THE HISTORY OF THE SANTA BARBARA WRITERS CONFERENCE — 1992

An excerpt from the upcoming book by Armando Nieto, Mary Conrad, and Matt Pallamary: sbwc-front-cover

Ray Bradbury spoke on Friday night about belief in oneself and to never lose faith. “When you make your first sale you need to celebrate, because it may be a year before you make another.”

He told how as a boy he opened an envelope on the lawn of his mother’s house and let out a yell when he read a letter telling him of his first sale. “My mother and I hugged each other and danced around the yard!” he said. For which he received a free subscription to the magazine.

He didn’t make another sale for more than a year.

Ray said that when his family moved to Los Angeles he was thirteen years old and he discovered the places in local museums where Hollywood memorabilia was housed.

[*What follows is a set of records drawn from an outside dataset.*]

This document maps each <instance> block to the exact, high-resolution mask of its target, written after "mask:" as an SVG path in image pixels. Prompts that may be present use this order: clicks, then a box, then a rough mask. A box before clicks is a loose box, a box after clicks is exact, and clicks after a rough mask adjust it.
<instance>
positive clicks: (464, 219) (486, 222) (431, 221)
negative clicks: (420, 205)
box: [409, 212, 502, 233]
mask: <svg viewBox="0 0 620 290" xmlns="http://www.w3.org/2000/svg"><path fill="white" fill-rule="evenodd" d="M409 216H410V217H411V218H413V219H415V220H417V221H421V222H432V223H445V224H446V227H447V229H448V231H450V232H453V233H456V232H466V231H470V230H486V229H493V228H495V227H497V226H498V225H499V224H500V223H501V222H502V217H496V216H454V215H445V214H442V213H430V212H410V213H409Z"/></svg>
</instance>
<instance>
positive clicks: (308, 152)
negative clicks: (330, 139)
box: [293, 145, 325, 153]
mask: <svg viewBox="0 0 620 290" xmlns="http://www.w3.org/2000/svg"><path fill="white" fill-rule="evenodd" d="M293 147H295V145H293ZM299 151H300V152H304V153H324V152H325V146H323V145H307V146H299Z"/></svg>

He searched out those places and wrote letters to cartoonists, pulp fiction writers, and the people who made magic in B movies, and he spent hours and days reading stories about everything, haunting the libraries.

He said he didn’t go to college. “I went to libraries, and I stayed there,” he said. “And when I was 27 years old I graduated from the library!”

He also spoke about his time in Ireland with movie director John Huston, who was filming his classic “Moby Dick.” As he told the story behind Green Shadows, White Whale, writer Bradbury painted a picture of his time in Ireland chasing Huston’s dream of an epic screenplay worthy of the concept in the director’s mind. Waving his arms and drawing out the pub owner and cab driver from the pages of his novel and memory he filled the auditorium with images of Irish fog, warm Guinness, and cold rain.

He got the gig, writing the screenplay for Moby Dick, when John Huston invited him to his hotel in Los Angeles and asked, “Well Ray, what are you doing for the next year?” When Ray answered, “nothing,” Huston continued, “Well, tell you what. Why don’t you go home tonight, read as much as you can of the book [Moby Dick], come back tomorrow and help me kill the white whale?”

Bradbury did go home and said to his wife, “Maggie, pray for me. I have to read a book tonight and give a book report in the morning.”